System Design: Design the Amazon Recently Viewed Items Page API

I enjoy working through system design problems. It helps me think how I will design interesting features of various systems. I will post design solutions to interesting problems.

Today, I will share how I will design Amazon recently viewed items page. You can view this page by going to https://www.amazon.com/gp/history/

To me it showed last 73 items I viewed on Amazon.com. I don’t think they are showing last N items rather they are showing items that I viewed in last X days(or months) with some max limit.

Let’s redefine problem now that we better understand it.

Design the Amazon recently viewed items page API. The recently viewed items are all the items that you viewed in the last 6 months. The max count of items could be 100.

Scale of the API

It is important to understand scale of the system as that guide us to make better design decisions.

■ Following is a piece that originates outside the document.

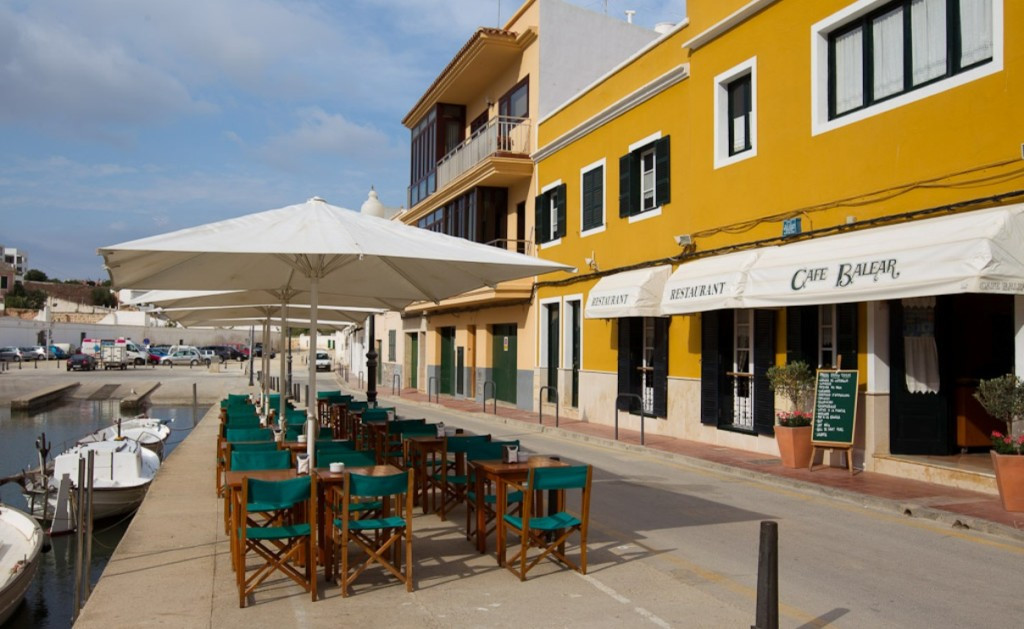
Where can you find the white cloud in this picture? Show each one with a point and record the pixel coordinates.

Amazon had 300 million users in 2017. We can expect it has added 100 million more users by 2019. So, we can assume it has 400 million users.
We can expect 10% of these users are active on a given day. This give us 40 million active users
Amazon.com shows 1 recently viewed item on its home page. This give us 40 million API calls to the recently viewed items page API. But, users typically go to the home page more than once. Let’s assume on average a user views the home page 5 times. So, 40 million * 5 == 200 million API calls. Also, we can assume that 50% of the active users view their history page once in a day. So, total we will have 200 million + 20 million = 220 million calls to the API. I don’t know actual numbers. These are just back of the envelope calculations. This is equivalent to 2500 requests per second.
The API should send respond under 200 milli seconds.
I don’t this API is critical so it is fine if it is eventual consistent.

Things to consider

To help us come with the high level design of the API we have to think about the following:

How will the system know which items are viewed by a user?
How will data be stored?
How will data be read by user?

Let’s answer each of them.

How will the system know which items are viewed by a user?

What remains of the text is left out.